When I can make myself laugh on a read through six months later, I know I’ve done something right. Either that or my sense of humor hasn’t developed any. There are moments in my writing that I’m quite proud of, moments where I go “I wrote that? That was me? Damn I’m good.” Sadly those moments aren’t quite as frequent as I would like, but they happen, and that is what is important. They’re often enough to satiate my ego.
My first writing instructor complimented me on my settings and then suggested I work on improving my dialogue. It was both the best and worst advice I could have received, because I went on and took a play-writing class. If you’re not familiar with what happens in a play script, it’s a lot of dialogue, a few directional cues, and the briefest amount of setting instructions possible. I spent an entire semester learning how to write dialogue. By the time I came out of it, I was actually pretty good at it, or at least, that’s what I tell myself.

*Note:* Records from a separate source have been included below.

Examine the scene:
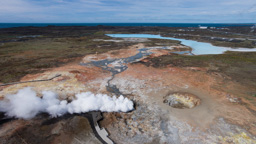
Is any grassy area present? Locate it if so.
[0,32,135,83]
[141,52,256,87]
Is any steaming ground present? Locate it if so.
[0,87,133,119]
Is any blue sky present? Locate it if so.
[0,0,256,23]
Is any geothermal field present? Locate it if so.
[0,26,256,144]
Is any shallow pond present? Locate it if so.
[107,34,256,55]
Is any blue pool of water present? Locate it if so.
[107,34,256,55]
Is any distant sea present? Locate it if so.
[0,23,255,28]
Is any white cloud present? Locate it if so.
[0,87,133,119]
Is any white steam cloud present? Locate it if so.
[0,87,133,119]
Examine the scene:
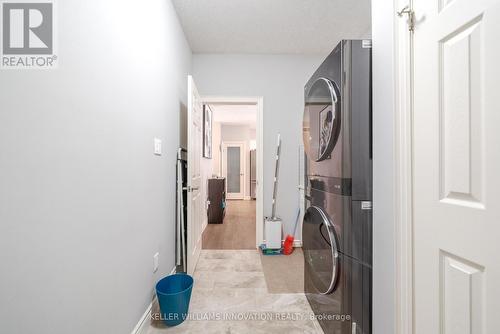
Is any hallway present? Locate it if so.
[203,200,256,249]
[141,250,322,334]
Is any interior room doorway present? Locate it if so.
[202,97,263,249]
[221,140,246,200]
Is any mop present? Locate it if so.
[260,134,283,255]
[283,209,300,255]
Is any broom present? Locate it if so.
[283,209,300,255]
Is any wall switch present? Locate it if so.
[154,138,161,155]
[153,253,160,273]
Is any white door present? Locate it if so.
[187,76,205,274]
[222,142,245,199]
[413,0,500,334]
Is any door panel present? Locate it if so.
[222,142,245,199]
[187,76,204,274]
[413,0,500,334]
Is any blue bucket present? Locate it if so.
[156,274,193,326]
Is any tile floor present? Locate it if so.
[142,250,323,334]
[203,200,256,249]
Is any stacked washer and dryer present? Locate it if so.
[302,40,372,334]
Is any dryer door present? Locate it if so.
[302,206,339,294]
[302,78,340,161]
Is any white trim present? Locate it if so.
[131,267,176,334]
[394,0,414,334]
[202,96,264,248]
[221,141,247,199]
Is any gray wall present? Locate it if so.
[372,0,396,334]
[0,0,191,334]
[193,54,322,237]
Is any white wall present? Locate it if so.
[193,54,322,237]
[221,124,256,199]
[212,121,222,176]
[372,0,396,334]
[0,0,191,334]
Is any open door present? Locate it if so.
[413,0,500,334]
[187,75,204,275]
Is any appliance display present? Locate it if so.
[302,40,372,334]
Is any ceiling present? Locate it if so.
[173,0,371,54]
[210,104,257,127]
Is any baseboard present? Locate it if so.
[131,267,176,334]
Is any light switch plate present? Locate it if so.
[154,138,161,155]
[153,252,160,273]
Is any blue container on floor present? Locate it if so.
[156,274,193,326]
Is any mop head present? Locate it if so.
[283,234,294,255]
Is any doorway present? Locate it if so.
[202,97,263,249]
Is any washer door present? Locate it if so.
[302,78,340,161]
[302,206,339,294]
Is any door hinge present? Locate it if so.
[397,6,415,32]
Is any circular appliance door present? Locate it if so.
[302,206,339,294]
[302,78,340,161]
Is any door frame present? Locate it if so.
[201,96,264,248]
[221,141,247,200]
[393,0,414,334]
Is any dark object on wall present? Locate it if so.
[203,104,212,159]
[207,178,226,224]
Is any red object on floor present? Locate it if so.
[283,234,294,255]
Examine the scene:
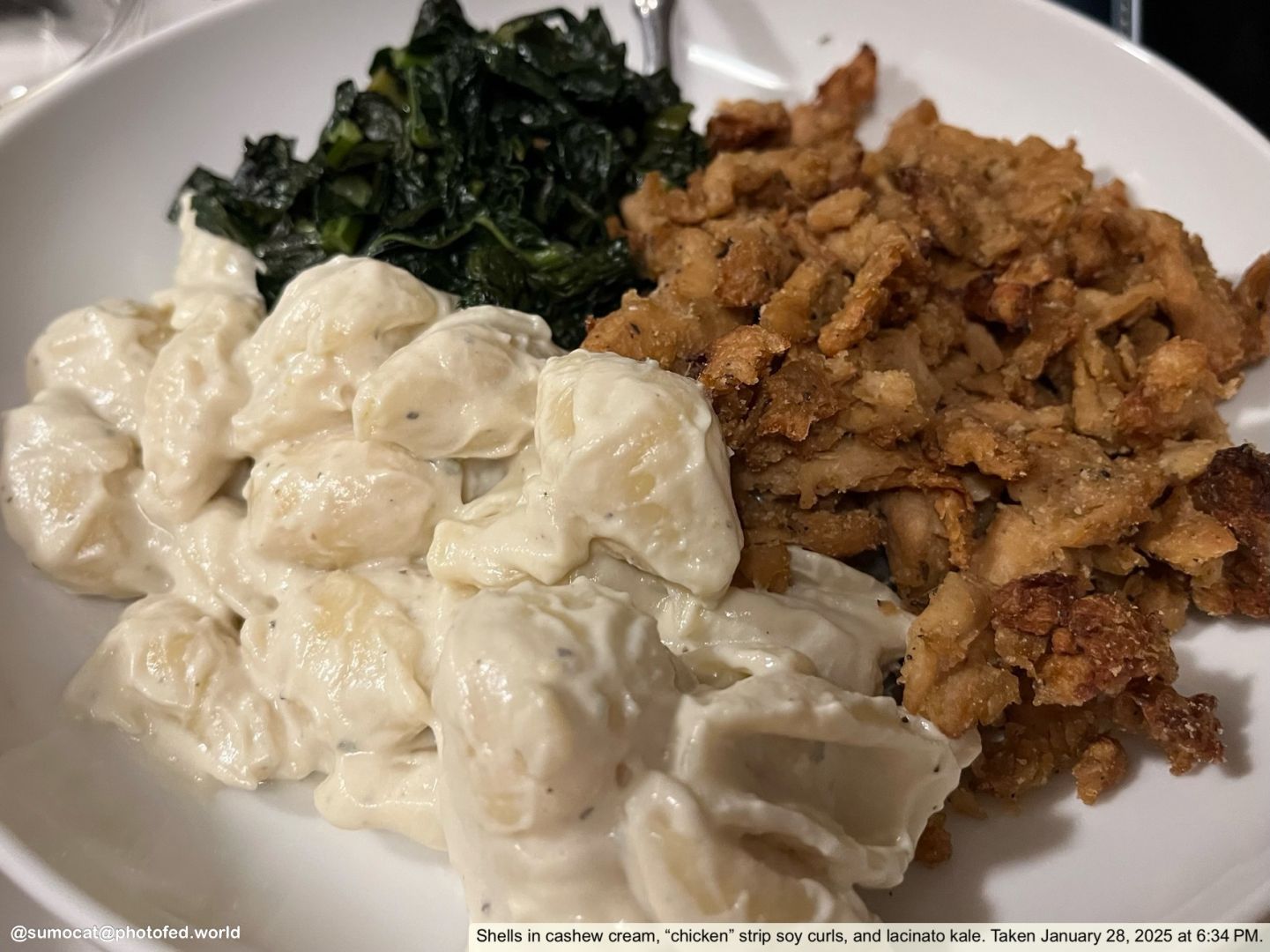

But now I can’t write setting to save my life.
But that’s okay, because dialogue is fun to write. The witty repartee between two characters, the veiled insults, the not-so-veiled insults, things happen, information is learned, and I don’t have to try and describe what a tree looks like.
As proud as I am of my dialogue, doing that well—and by well I mean it makes me grin when I read it—doesn’t bring about a sense of reward. I know I can write dialogue. It’s when I go back and read over the rest of the story and find some scene where nobody is talking that moves me, a scene that I actually feel was well written. That’s when I can feel proud of what I’ve done. Because I wrote something challenging—and wrote it well.
I just wish it happened more often.
Thanks for the dialogue, professor, but can I have my settings back?